Segundo ele, "o surgimento de uma nova geração de grupos terroristas como Daesh (acrônimo do EI em árabe) e (o grupo islamita nigeriano) Boko Haram representa uma grave ameaça para a paz e a segurança mundial".
O chanceler da Jordânia, Nasser Judeh, afirmou que os países árabes planejam uma reunião para "formular uma postura unificada e comum árabe-muçulmana" contra aquilo que chamou de "ameaça sem precedentes".
"A guerra contra o extremismo e a ideologia radical é nossa guerra", afirmou Judeh, condenando, mais uma vez, a morte do piloto jordaniano Maaz al-Kasasbeh, queimado vivo pelo EI em 3 de janeiro passado.
O ministro egípcio das Relações Exteriores, Sameh Shoukry, denunciou esses grupos como "uma afronta ao Islã". "No final, a responsabilidade de confrontar a ideologia violenta cabe aos próprios muçulmanos", afirmou Shoukry.
O governo americano prometeu acelerar a troca de informações para prevenir viagens de potenciais jihadistas, além de estabelecer uma maior cooperação com a Interpol.
Washington também se juntará aos Emirados Árabes Unidos na criação de um novo "hub" de comunicação digital para trabalhar com líderes religiosos e da sociedade civil para conter a propaganda extremista.
Já o ministro espanhol do Interior, Jorge Fernández Díaz, evocou a experiência acumulada por seu país na luta contra a organização armada ETA como uma contribuição para o combate aos jihadistas.

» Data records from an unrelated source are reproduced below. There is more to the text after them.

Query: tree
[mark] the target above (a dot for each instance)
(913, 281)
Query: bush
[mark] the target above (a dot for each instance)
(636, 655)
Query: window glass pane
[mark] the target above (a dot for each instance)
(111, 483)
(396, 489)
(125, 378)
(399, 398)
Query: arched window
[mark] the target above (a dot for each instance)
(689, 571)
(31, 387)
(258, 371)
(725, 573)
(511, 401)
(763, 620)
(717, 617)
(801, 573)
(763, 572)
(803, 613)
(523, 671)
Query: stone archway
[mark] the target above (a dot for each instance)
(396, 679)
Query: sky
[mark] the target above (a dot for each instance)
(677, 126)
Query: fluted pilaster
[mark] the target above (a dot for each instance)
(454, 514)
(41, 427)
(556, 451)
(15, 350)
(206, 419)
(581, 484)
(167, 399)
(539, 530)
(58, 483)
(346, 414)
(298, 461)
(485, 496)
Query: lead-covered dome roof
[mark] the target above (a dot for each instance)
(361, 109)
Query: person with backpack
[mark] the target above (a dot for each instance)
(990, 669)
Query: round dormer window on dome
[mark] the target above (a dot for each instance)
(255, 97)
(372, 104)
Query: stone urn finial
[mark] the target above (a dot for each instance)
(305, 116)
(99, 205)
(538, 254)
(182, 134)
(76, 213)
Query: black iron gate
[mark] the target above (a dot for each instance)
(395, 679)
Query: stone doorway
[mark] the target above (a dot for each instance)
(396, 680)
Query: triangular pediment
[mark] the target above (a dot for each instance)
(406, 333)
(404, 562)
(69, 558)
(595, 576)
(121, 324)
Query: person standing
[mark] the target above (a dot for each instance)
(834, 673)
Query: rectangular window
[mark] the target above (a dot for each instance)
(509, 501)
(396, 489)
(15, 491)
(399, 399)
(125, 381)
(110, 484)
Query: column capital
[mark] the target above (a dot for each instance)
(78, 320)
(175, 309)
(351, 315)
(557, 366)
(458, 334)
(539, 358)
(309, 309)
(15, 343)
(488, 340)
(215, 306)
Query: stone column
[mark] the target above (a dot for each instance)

Na mesma linha, o chanceler do Peru, Gonzalo Gutiérrez, destacou a importância do desenvolvimento social para contrapor a propaganda desses grupos, lembrando da derrota da guerrilha maoísta Sendero Luminoso infligida pelo governo.
Analistas sustentam que cerca de 20 mil combatentes estrangeiros se somaram nos últimos anos aos extremistas na Síria e no Iraque. Pelo menos quatro mil eram provenientes da Europa Ocidental.
"Não tem precedentes", advertiu Kerry, destacando que a cifra equivalia ao número de jihadistas que tinham ido "combater no Afeganistão nos anos 1980 (...) ao longo de uma década".
"Apenas a força militar não garante a vitória", frisou o secretário de Estado americano, na abertura da sessão desta quinta-feira. "Em longo prazo, essa guerra não será vencida, se não recorrermos a um arsenal mais amplo e criativo", vaticinou Kerry.